Expediting Method Development for Oligonucleotide Impurity Analysis Using the ACQUITY™ QDa™ II Mass Detector

Therapeutic oligonucleotides such as antisense oligos, siRNAs, aptamers, and mRNA, continue to grow in clinical relevance, creating a need for highly sensitive and reliable analytical tools for impurity profiling. During the synthetic manufacturing process, incomplete coupling can occur, resulting in truncated species or shortmers. Although traditional LC-UV workflows are commonly used for routine analysis, they often fall short in delivering the mass specificity required to confidently identify closely eluting impurities, such as n-1, n-2, or other sequence variants.

In this study, it is demonstrated how users can effectively separate shortmer impurities from the parent full length product during a ion-pairing concentration and gradient delivery using the ACQUITY™ Premier™ QSM LC System. To streamline method development, the Waters ACQUITY QDa II Mass Detector, a compact mass detector, was utilized to confirm impurity identity in mass profiling, for more confidence in assessing oligonucleotide quality.

Benefits

• Quaternary solvent blending speeds up oligonucleotide method development by enabling seamless, real-time optimization of ion-pairing conditions, with no downtime
• The ACQUITY QDa II Mass Detector provides identification by mass as well as quantitation of impurities associated with oligonucleotides, a critical step when UV detection alone is insufficient

The primary structures of oligonucleotides consist of a chain of nucleotide bases - adenine (A), thymine (T), cytosine (C), guanine (G), or uracil (U), connected by a sugar and phosphate diester backbone (Figure 1A). As with other biopharmaceutical drug products, it is essential to monitor product/process related impurities to support patient safety and therapeutic efficacy. Although the synthesis process is well controlled, impurities such as shortmers (n-x) and longmers (n+x) commonly occur in oligonucleotide therapeutics due to incomplete protection/deprotection or polishing steps during the synthesis process.¹ Furthermore, chemical modifications such as phosphorothioate (PS) substitution, which replaces an oxygen with a sulfur on the phosphate group to improve delivery and resistance to nuclease degradation – can increase the complexity of the impurity profile by introducing diastereomers and additional synthesis impurities.
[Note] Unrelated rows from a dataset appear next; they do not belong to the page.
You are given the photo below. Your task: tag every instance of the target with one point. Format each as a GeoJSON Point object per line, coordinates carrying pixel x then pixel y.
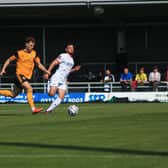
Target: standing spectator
{"type": "Point", "coordinates": [99, 77]}
{"type": "Point", "coordinates": [154, 78]}
{"type": "Point", "coordinates": [166, 75]}
{"type": "Point", "coordinates": [140, 79]}
{"type": "Point", "coordinates": [126, 79]}
{"type": "Point", "coordinates": [107, 79]}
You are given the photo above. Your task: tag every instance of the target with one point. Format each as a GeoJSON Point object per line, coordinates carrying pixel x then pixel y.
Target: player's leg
{"type": "Point", "coordinates": [29, 90]}
{"type": "Point", "coordinates": [57, 101]}
{"type": "Point", "coordinates": [11, 93]}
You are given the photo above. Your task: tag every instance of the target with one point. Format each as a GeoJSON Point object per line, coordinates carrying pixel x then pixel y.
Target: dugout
{"type": "Point", "coordinates": [107, 34]}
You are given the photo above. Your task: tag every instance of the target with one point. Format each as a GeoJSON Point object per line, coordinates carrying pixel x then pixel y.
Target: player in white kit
{"type": "Point", "coordinates": [58, 81]}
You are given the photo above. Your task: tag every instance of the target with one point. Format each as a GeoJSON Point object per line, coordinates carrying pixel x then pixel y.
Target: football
{"type": "Point", "coordinates": [73, 110]}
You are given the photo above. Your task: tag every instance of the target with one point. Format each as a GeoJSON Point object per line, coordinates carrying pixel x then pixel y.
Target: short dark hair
{"type": "Point", "coordinates": [155, 67]}
{"type": "Point", "coordinates": [30, 39]}
{"type": "Point", "coordinates": [69, 43]}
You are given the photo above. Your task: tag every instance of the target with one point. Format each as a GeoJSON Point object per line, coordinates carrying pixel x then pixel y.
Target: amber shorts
{"type": "Point", "coordinates": [19, 80]}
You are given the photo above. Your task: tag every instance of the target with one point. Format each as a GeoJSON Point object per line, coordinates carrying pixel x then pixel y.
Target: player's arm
{"type": "Point", "coordinates": [76, 68]}
{"type": "Point", "coordinates": [53, 64]}
{"type": "Point", "coordinates": [7, 62]}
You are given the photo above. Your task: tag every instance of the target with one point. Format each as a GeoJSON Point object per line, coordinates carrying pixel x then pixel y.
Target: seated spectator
{"type": "Point", "coordinates": [154, 78]}
{"type": "Point", "coordinates": [140, 79]}
{"type": "Point", "coordinates": [91, 77]}
{"type": "Point", "coordinates": [126, 79]}
{"type": "Point", "coordinates": [107, 79]}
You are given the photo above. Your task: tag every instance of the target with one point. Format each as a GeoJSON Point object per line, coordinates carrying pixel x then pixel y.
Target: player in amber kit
{"type": "Point", "coordinates": [26, 59]}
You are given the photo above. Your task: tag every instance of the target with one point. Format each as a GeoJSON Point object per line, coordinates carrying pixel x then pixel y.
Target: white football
{"type": "Point", "coordinates": [73, 110]}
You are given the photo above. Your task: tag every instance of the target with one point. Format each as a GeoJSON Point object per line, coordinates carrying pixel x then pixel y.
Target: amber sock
{"type": "Point", "coordinates": [30, 99]}
{"type": "Point", "coordinates": [6, 93]}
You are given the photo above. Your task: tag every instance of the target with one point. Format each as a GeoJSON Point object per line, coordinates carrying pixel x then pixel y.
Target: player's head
{"type": "Point", "coordinates": [30, 43]}
{"type": "Point", "coordinates": [155, 69]}
{"type": "Point", "coordinates": [126, 70]}
{"type": "Point", "coordinates": [142, 70]}
{"type": "Point", "coordinates": [70, 49]}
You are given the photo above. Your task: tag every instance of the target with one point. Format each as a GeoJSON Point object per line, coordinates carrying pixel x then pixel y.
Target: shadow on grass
{"type": "Point", "coordinates": [7, 114]}
{"type": "Point", "coordinates": [87, 149]}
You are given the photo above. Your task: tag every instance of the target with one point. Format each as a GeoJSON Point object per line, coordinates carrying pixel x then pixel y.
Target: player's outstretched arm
{"type": "Point", "coordinates": [3, 71]}
{"type": "Point", "coordinates": [42, 68]}
{"type": "Point", "coordinates": [76, 68]}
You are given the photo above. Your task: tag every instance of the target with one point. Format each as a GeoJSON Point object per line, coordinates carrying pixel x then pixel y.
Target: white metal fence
{"type": "Point", "coordinates": [87, 87]}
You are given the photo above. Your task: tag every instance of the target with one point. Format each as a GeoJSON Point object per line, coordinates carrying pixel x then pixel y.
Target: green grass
{"type": "Point", "coordinates": [100, 136]}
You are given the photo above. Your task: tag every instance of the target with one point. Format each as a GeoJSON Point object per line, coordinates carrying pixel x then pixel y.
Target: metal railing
{"type": "Point", "coordinates": [87, 87]}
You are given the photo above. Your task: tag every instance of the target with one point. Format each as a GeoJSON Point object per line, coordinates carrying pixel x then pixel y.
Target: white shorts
{"type": "Point", "coordinates": [57, 82]}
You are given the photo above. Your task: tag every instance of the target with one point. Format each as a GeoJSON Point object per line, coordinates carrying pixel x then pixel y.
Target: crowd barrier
{"type": "Point", "coordinates": [80, 92]}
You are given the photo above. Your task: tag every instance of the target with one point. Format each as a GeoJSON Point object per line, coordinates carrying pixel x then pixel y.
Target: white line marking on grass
{"type": "Point", "coordinates": [73, 156]}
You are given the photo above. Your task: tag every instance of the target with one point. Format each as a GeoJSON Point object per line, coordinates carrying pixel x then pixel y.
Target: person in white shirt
{"type": "Point", "coordinates": [58, 81]}
{"type": "Point", "coordinates": [154, 78]}
{"type": "Point", "coordinates": [107, 79]}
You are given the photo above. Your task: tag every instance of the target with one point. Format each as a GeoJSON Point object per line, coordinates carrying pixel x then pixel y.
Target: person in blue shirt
{"type": "Point", "coordinates": [126, 79]}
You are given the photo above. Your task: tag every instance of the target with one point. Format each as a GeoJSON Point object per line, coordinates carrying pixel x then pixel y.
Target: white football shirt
{"type": "Point", "coordinates": [66, 63]}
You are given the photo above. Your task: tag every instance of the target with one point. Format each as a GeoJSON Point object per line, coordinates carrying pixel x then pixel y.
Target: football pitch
{"type": "Point", "coordinates": [133, 135]}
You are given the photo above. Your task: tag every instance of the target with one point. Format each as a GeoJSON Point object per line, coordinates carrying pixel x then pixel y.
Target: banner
{"type": "Point", "coordinates": [44, 98]}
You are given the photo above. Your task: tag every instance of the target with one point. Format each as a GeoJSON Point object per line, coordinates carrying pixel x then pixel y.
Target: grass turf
{"type": "Point", "coordinates": [101, 136]}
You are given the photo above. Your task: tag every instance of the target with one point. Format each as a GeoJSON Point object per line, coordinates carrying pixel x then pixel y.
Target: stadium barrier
{"type": "Point", "coordinates": [79, 92]}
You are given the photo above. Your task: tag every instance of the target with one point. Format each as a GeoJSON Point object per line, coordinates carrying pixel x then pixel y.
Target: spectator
{"type": "Point", "coordinates": [154, 78]}
{"type": "Point", "coordinates": [126, 79]}
{"type": "Point", "coordinates": [99, 77]}
{"type": "Point", "coordinates": [91, 77]}
{"type": "Point", "coordinates": [166, 74]}
{"type": "Point", "coordinates": [140, 79]}
{"type": "Point", "coordinates": [107, 79]}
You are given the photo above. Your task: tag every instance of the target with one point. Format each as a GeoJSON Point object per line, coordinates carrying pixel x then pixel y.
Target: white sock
{"type": "Point", "coordinates": [54, 104]}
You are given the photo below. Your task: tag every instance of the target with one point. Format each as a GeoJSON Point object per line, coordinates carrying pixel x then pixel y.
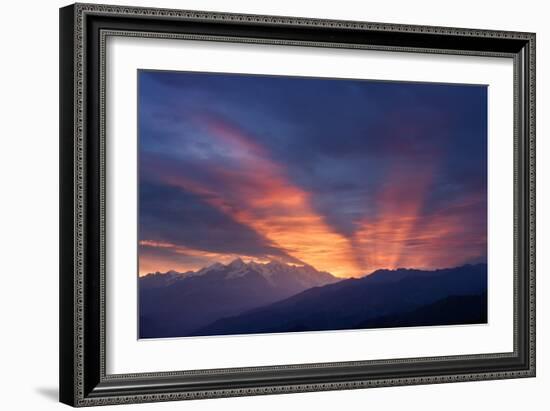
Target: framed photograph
{"type": "Point", "coordinates": [260, 204]}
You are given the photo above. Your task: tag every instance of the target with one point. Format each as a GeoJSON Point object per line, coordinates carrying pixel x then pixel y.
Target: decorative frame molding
{"type": "Point", "coordinates": [83, 32]}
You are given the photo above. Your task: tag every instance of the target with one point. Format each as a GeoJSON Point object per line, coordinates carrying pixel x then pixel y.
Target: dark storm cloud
{"type": "Point", "coordinates": [348, 147]}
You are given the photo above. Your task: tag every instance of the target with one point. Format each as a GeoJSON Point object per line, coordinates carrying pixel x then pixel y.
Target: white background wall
{"type": "Point", "coordinates": [29, 204]}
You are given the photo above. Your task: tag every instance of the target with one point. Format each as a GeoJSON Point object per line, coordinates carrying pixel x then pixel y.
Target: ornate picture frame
{"type": "Point", "coordinates": [84, 82]}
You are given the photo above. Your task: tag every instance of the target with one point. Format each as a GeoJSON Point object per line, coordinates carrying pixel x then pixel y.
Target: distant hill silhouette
{"type": "Point", "coordinates": [175, 304]}
{"type": "Point", "coordinates": [386, 298]}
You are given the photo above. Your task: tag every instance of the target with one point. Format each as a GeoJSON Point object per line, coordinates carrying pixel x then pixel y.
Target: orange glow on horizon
{"type": "Point", "coordinates": [258, 193]}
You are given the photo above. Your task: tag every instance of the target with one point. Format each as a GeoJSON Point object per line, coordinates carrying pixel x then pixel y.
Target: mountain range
{"type": "Point", "coordinates": [241, 298]}
{"type": "Point", "coordinates": [175, 304]}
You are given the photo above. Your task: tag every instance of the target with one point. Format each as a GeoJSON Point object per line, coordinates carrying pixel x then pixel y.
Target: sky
{"type": "Point", "coordinates": [348, 176]}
Ion-pairing reversed-phase liquid chromatography (IP-RPLC) is the most widely used technique for oligonucleotide separation.³ It leverages alkyl-amines to form ion pairs with the negatively charged phosphate backbone, allowing resolution based on oligo length. However, n-1 and n+1 variants, differing by a single nucleotide from the full-length product (FLP), are particularly challenging to resolve and detect via UV alone, due to their similar physicochemical properties and potential co-elution. While LC-UV detection is a mainstay in quality control (QC) for its robustness and sensitivity, developing effective separation methods can be time-consuming requiring iterative optimization of ion-pairing agents, mobile phase composition, and gradient conditions.
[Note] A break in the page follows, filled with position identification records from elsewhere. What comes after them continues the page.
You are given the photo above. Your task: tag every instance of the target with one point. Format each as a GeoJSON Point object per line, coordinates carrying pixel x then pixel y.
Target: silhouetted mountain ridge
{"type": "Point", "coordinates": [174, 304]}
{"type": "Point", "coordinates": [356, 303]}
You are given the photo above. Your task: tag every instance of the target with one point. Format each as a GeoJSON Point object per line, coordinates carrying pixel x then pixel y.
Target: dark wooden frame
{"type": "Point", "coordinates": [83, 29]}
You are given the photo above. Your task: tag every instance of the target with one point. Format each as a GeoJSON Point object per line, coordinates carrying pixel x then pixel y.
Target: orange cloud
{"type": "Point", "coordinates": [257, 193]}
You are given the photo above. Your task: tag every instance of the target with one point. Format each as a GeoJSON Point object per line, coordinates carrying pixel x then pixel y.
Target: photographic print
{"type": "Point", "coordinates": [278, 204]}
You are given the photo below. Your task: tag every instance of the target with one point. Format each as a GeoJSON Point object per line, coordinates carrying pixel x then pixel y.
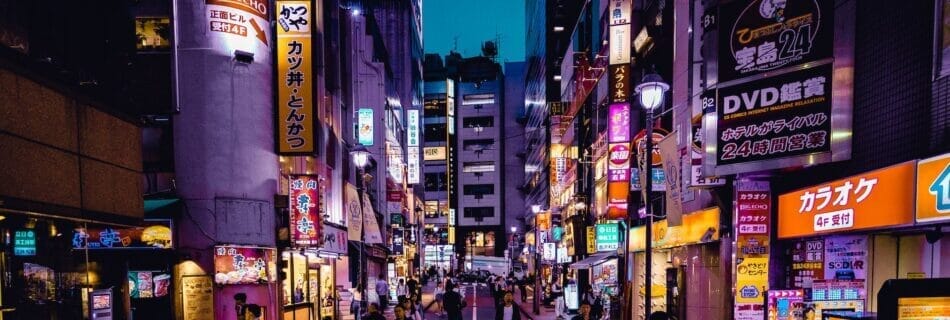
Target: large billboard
{"type": "Point", "coordinates": [296, 131]}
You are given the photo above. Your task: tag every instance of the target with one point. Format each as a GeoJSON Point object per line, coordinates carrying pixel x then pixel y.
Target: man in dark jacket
{"type": "Point", "coordinates": [454, 302]}
{"type": "Point", "coordinates": [508, 310]}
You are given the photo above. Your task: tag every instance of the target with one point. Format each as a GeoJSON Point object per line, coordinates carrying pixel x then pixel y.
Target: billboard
{"type": "Point", "coordinates": [296, 130]}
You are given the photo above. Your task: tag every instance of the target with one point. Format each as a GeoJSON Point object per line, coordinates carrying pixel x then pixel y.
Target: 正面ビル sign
{"type": "Point", "coordinates": [853, 203]}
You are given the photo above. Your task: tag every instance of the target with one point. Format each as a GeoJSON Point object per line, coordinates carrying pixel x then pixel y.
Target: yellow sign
{"type": "Point", "coordinates": [933, 189]}
{"type": "Point", "coordinates": [591, 240]}
{"type": "Point", "coordinates": [698, 227]}
{"type": "Point", "coordinates": [752, 280]}
{"type": "Point", "coordinates": [296, 131]}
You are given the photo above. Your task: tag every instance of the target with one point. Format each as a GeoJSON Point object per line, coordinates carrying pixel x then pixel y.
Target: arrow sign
{"type": "Point", "coordinates": [260, 32]}
{"type": "Point", "coordinates": [941, 189]}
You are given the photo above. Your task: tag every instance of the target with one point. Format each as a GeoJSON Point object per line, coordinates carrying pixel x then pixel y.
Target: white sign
{"type": "Point", "coordinates": [620, 44]}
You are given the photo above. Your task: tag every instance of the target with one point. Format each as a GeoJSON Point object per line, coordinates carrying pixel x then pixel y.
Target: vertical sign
{"type": "Point", "coordinates": [412, 134]}
{"type": "Point", "coordinates": [295, 105]}
{"type": "Point", "coordinates": [752, 206]}
{"type": "Point", "coordinates": [305, 212]}
{"type": "Point", "coordinates": [364, 126]}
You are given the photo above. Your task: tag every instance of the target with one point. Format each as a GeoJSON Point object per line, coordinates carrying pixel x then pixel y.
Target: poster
{"type": "Point", "coordinates": [757, 36]}
{"type": "Point", "coordinates": [846, 258]}
{"type": "Point", "coordinates": [296, 128]}
{"type": "Point", "coordinates": [197, 298]}
{"type": "Point", "coordinates": [244, 265]}
{"type": "Point", "coordinates": [305, 210]}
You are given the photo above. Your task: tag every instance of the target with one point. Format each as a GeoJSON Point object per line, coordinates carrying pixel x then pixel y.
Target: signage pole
{"type": "Point", "coordinates": [648, 188]}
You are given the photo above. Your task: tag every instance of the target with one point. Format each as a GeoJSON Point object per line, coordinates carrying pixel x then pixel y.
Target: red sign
{"type": "Point", "coordinates": [753, 212]}
{"type": "Point", "coordinates": [305, 210]}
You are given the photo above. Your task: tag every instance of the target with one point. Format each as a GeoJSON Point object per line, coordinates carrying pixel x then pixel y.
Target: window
{"type": "Point", "coordinates": [435, 132]}
{"type": "Point", "coordinates": [479, 166]}
{"type": "Point", "coordinates": [478, 144]}
{"type": "Point", "coordinates": [480, 122]}
{"type": "Point", "coordinates": [435, 182]}
{"type": "Point", "coordinates": [152, 33]}
{"type": "Point", "coordinates": [478, 190]}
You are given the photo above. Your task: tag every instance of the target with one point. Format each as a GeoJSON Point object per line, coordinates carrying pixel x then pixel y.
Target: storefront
{"type": "Point", "coordinates": [843, 239]}
{"type": "Point", "coordinates": [688, 254]}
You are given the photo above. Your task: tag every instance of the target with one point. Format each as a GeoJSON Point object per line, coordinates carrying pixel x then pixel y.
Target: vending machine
{"type": "Point", "coordinates": [100, 304]}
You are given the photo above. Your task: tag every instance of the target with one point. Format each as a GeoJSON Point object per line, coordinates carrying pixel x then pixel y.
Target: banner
{"type": "Point", "coordinates": [296, 130]}
{"type": "Point", "coordinates": [305, 215]}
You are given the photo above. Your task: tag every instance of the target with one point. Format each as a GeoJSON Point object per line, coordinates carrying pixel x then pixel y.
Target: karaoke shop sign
{"type": "Point", "coordinates": [876, 199]}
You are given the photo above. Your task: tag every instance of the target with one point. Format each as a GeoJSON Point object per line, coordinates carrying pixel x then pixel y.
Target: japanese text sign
{"type": "Point", "coordinates": [769, 35]}
{"type": "Point", "coordinates": [933, 189]}
{"type": "Point", "coordinates": [880, 198]}
{"type": "Point", "coordinates": [305, 210]}
{"type": "Point", "coordinates": [608, 236]}
{"type": "Point", "coordinates": [296, 132]}
{"type": "Point", "coordinates": [244, 265]}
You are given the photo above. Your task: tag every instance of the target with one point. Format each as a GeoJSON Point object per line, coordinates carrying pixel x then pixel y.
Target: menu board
{"type": "Point", "coordinates": [243, 265]}
{"type": "Point", "coordinates": [197, 298]}
{"type": "Point", "coordinates": [923, 308]}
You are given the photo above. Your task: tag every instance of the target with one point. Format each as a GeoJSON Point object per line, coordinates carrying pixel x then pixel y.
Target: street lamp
{"type": "Point", "coordinates": [360, 157]}
{"type": "Point", "coordinates": [652, 90]}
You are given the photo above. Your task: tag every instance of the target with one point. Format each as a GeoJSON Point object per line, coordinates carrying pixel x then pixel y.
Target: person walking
{"type": "Point", "coordinates": [508, 310]}
{"type": "Point", "coordinates": [453, 302]}
{"type": "Point", "coordinates": [382, 290]}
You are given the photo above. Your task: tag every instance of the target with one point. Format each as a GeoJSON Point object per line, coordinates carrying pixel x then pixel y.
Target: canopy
{"type": "Point", "coordinates": [593, 260]}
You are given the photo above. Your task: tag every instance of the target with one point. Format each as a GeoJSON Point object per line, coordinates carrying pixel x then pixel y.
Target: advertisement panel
{"type": "Point", "coordinates": [305, 215]}
{"type": "Point", "coordinates": [244, 265]}
{"type": "Point", "coordinates": [933, 189]}
{"type": "Point", "coordinates": [364, 126]}
{"type": "Point", "coordinates": [773, 118]}
{"type": "Point", "coordinates": [758, 36]}
{"type": "Point", "coordinates": [853, 203]}
{"type": "Point", "coordinates": [153, 234]}
{"type": "Point", "coordinates": [296, 132]}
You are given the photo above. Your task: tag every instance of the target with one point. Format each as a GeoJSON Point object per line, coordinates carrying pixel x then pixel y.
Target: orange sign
{"type": "Point", "coordinates": [933, 189]}
{"type": "Point", "coordinates": [880, 198]}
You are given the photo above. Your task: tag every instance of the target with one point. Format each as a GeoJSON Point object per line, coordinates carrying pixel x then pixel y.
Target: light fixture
{"type": "Point", "coordinates": [243, 57]}
{"type": "Point", "coordinates": [652, 91]}
{"type": "Point", "coordinates": [360, 156]}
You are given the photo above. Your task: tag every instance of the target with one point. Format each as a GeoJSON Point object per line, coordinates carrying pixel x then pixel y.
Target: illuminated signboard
{"type": "Point", "coordinates": [364, 126]}
{"type": "Point", "coordinates": [153, 234]}
{"type": "Point", "coordinates": [296, 131]}
{"type": "Point", "coordinates": [305, 210]}
{"type": "Point", "coordinates": [244, 265]}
To help accelerate this process, the Waters ACQUITY Premier LC System with quaternary solvent blending capability enables rapid method optimization. When paired with the ACQUITY QDa II Mass Detector, analysts can integrate an inline, compact MS solution for deeper insights. Analysts can gain orthogonal mass-based insights to complement UV detection, streamlining impurity identification and method development.^4,5

This study demonstrates how this LC-UV/MS setup enables faster, more confident optimization for oligonucleotide impurity analysis. Two representative full-length products, FLP-PO (phosphodiester) and FLP-PS (phosphorothioate) (Figure 1B), were used to showcase the platform’s capabilities.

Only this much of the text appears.